Raumfüllend und sehr vertraut: das Prinzen-Konzert in der Max-Schmeling-Halle

Die Prinzen gastierten anlässlich ihres 30-jährigen Bestehens in der Max-Schmeling-Halle, spielten alle Hits und redeten etwas zu viel.

Die Prinzen im Friedrichstadtpalast bei einem ihrer früheren Berlin-Konzerte.
Die Prinzen im Friedrichstadtpalast bei einem ihrer früheren Berlin-Konzerte.POP-EYE/imago

Wer sich für urban hält, überlegt es sich dreimal, bevor er oder sie an den Stadtrand oder gar in die Provinz fährt. Denn dort herrscht das richtige Leben, dort leben normale Menschen, die die Realität repräsentieren. Oft haben sie einen Garten mit einem Teich, an dem abends die Frösche quaken, und sie hören vielleicht gern die Prinzen.
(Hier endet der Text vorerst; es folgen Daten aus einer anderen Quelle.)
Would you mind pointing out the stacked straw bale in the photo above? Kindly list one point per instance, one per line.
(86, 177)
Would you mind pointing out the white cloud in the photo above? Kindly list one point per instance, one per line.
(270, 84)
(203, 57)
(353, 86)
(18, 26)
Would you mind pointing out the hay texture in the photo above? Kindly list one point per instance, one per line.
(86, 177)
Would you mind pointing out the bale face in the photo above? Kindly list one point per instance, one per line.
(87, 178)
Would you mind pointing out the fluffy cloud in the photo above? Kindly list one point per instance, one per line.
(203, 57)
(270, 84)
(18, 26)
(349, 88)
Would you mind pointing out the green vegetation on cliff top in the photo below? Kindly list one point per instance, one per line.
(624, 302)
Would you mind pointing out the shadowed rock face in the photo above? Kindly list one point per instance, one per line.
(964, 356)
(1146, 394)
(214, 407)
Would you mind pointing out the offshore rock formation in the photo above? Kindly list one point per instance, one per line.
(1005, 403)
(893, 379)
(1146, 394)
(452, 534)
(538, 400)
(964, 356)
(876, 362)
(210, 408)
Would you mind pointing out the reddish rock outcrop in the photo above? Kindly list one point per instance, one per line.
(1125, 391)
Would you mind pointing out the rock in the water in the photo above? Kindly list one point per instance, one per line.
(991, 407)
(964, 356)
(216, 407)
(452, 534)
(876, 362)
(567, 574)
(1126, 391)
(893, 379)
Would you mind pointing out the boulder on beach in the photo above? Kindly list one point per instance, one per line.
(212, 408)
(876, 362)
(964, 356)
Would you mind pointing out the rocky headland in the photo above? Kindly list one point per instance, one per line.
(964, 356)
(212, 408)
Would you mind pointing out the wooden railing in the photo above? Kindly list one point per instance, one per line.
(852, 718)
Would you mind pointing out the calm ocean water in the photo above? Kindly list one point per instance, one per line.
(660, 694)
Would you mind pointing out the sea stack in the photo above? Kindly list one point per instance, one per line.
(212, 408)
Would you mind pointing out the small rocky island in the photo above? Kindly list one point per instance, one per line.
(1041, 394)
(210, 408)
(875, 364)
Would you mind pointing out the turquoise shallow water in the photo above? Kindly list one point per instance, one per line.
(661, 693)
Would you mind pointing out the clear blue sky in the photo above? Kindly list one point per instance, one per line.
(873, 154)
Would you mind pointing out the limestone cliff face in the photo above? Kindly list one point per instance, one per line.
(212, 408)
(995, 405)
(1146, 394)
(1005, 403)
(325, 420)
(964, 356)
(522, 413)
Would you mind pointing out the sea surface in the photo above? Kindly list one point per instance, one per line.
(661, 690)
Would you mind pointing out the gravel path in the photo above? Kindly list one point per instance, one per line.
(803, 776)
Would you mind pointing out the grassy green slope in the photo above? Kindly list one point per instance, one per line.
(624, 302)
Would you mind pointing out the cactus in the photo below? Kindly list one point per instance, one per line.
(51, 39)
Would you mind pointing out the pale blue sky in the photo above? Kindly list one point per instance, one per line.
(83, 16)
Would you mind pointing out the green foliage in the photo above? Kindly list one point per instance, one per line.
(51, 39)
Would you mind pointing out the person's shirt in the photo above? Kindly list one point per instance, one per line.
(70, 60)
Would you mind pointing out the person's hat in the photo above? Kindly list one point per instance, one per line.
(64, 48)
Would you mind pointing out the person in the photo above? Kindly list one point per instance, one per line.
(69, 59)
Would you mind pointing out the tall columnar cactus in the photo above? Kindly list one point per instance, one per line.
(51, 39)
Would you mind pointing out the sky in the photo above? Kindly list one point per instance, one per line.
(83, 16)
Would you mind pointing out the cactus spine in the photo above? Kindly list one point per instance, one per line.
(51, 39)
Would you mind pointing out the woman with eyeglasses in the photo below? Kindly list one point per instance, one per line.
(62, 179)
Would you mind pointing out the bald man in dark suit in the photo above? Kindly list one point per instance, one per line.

Hin und wieder ist es aber nicht unklug, sich einem sogenannten Realitätscheck zu unterziehen. In diesem Fall hätte der urbane Mensch am Sonnabend keinen Fehler gemacht, zum Konzert in der Max-Schmeling-Halle zu gehen, das die Prinzen dort im Rahmen ihrer durch Corona um zwei Jahre verschobenen 30-Jahre-Jubiläumstour gegeben haben. Hier ließen sich sehr viele eindeutig die Realität in diesem Land repräsentierende Menschen aus Berlin und dem Umland dabei beobachten, wie sie begeistert zu antirassistischen Schlagern jubelten. Man hörte die Frösche quaken – und zwar vor Beginn, während alles sich auf die Sitzplätze einfand. Dabei fiel auf, was für ein mächtiges Geräusch so ein Froschquaken doch ist: nicht sehr laut, aber raumfüllend, andersweltlich und doch so vertraut; Frösche sind mithin die obersten Botschafter provinzieller Lebensweisen.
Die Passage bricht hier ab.